“There’s King-Harman,” remarked Hastings, “let us stick near him; there’s bound to be a row before morning, and we may as well be together. Can you run, Bobby? Not with that cape, though; you’ll have to chuck that; but what does it matter, it’s done its duty, and it’s unworthy of a less honourable distinction?”
“Yes,” replied Bobby. “I don’t fancy wearing it after those infernal rats. But why should there be a row?”
“A row, man,” replied his mentor, “of course there’ll be a row; what did we come here for but a row? What did King-Harman come here for, do you suppose, but a row? And look here, when they turn the gas out—as they always do—run like blazes; you’re not safe till you get to Chelsea Hospital, and don’t run into the arms of a policeman; they sometimes stop chaps running, on spec.,” and with these words of wisdom they mingled with the crowd.
The expected dénouement was not long in coming, and in a second, and without apparent warning, sticks were crashing down on top hats, tumblers flying in every direction, and fists coming in contact with anything or anybody whose proximity seemed to suggest it.
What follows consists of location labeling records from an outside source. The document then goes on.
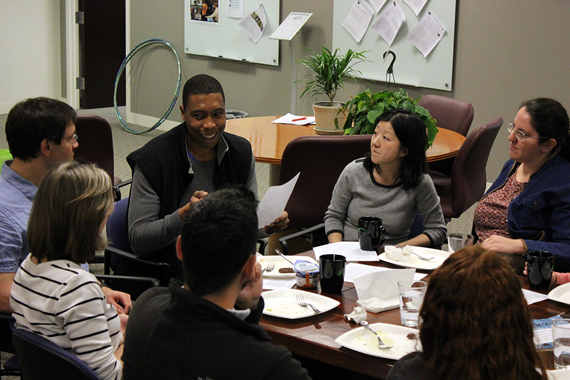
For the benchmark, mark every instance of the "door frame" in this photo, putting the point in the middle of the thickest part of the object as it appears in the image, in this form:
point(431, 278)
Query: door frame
point(72, 52)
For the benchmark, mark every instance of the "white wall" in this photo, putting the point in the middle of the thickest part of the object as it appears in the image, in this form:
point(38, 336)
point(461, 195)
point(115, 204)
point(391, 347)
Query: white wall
point(30, 53)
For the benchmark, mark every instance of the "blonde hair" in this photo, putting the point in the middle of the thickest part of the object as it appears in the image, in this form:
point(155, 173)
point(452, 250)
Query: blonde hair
point(72, 202)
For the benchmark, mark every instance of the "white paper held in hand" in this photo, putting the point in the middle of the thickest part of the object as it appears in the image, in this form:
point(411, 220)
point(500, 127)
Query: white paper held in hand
point(274, 201)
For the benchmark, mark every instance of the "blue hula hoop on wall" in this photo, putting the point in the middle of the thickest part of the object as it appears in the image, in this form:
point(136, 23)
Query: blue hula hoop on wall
point(122, 68)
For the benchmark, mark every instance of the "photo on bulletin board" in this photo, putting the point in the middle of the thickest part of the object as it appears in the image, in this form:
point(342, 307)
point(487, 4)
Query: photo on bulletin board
point(205, 11)
point(229, 39)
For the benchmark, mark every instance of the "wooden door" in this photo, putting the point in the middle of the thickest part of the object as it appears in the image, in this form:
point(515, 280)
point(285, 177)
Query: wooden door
point(102, 50)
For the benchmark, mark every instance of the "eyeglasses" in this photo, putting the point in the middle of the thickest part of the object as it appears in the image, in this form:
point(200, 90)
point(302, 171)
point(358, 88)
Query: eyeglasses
point(520, 135)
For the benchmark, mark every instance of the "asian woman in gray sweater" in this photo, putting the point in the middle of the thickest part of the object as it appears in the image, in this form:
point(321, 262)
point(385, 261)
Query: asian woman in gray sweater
point(390, 183)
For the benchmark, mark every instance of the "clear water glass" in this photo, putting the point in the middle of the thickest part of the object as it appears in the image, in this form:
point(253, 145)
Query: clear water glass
point(411, 297)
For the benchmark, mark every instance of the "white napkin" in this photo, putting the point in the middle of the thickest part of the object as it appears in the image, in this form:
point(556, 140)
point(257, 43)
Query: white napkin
point(358, 315)
point(378, 291)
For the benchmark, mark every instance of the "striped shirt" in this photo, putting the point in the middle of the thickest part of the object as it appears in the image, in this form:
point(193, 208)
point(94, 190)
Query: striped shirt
point(63, 303)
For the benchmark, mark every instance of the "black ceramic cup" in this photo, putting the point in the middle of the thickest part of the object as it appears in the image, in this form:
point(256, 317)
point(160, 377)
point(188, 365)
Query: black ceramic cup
point(332, 273)
point(370, 233)
point(539, 269)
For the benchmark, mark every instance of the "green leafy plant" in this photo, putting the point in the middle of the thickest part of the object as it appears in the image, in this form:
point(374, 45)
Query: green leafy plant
point(365, 108)
point(328, 71)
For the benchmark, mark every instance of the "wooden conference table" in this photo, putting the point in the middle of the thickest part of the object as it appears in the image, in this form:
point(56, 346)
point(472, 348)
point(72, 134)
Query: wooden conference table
point(268, 140)
point(313, 337)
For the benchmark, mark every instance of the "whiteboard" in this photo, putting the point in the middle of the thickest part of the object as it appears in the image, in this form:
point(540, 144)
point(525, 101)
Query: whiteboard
point(410, 68)
point(226, 39)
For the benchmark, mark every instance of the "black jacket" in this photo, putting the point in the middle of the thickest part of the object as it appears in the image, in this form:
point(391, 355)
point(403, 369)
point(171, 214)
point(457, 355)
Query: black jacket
point(174, 334)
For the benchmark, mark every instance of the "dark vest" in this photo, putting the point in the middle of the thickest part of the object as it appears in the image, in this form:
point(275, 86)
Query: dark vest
point(164, 163)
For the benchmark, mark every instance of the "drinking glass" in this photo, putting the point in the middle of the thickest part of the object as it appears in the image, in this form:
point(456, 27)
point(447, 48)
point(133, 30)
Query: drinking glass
point(561, 339)
point(411, 297)
point(456, 241)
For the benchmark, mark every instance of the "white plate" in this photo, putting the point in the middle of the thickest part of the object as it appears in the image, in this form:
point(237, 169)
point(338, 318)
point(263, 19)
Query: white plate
point(364, 341)
point(434, 263)
point(280, 262)
point(283, 303)
point(560, 294)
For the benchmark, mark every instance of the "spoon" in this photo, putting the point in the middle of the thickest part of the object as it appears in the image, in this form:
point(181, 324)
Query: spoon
point(282, 255)
point(380, 343)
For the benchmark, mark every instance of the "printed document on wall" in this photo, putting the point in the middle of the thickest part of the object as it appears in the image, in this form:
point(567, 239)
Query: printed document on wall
point(235, 9)
point(416, 5)
point(389, 22)
point(377, 4)
point(254, 23)
point(357, 20)
point(427, 34)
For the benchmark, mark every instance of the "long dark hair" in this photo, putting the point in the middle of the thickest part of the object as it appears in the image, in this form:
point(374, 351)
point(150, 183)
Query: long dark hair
point(550, 120)
point(412, 133)
point(476, 323)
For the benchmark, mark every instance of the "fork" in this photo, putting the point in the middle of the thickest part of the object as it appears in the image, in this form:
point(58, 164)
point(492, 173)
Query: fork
point(301, 302)
point(268, 268)
point(420, 257)
point(381, 344)
point(426, 258)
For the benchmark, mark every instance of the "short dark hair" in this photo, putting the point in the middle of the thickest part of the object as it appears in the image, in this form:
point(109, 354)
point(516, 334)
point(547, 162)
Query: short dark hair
point(71, 203)
point(550, 120)
point(201, 84)
point(33, 120)
point(412, 133)
point(218, 237)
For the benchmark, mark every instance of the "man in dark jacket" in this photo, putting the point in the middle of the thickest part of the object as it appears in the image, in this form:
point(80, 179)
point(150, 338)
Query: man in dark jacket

The fiddlers had meanwhile made a hasty retreat, the gas was put out, and with the exception here and there of an illumination (a dip steeped in oil), the free fight continued till a bevy of police appeared upon the scene.
Sauve qui peut was then the word, and helter skelter, old and young, Jew and Gentile, soiled doves and hereditary legislators dashed like the proverbial herd of swine towards the gates. Often did this stampede continue for a mile, till straggling cabs, on their way to their stables, picked up the stragglers, and landed them in less disturbed districts. But the night was by no means over, not certainly the Derby night for roysterers like Lord Hastings.
“We’ll have a rasher of bacon, Bobby,” he explained, as they descended in Piccadilly Circus. “Why, it’s barely five o’clock,” and they entered an unpretentious coffee-house in rear of the colonnade, much frequented by roysterers and market gardeners.
“Qui hi;” shouted a voice as they took their seats in an uncomfortable pew, and old Jim Stewart, of the 93rd, and a companion hailed them from behind a mountain of eggs and bacon.
But their adventures were not to end with this wholesome repast, as, coming out, they espied an empty cart, into which they all proceeded to climb.
“Hi, master,” shouted the owner, disturbed at his meal, “that be moine.”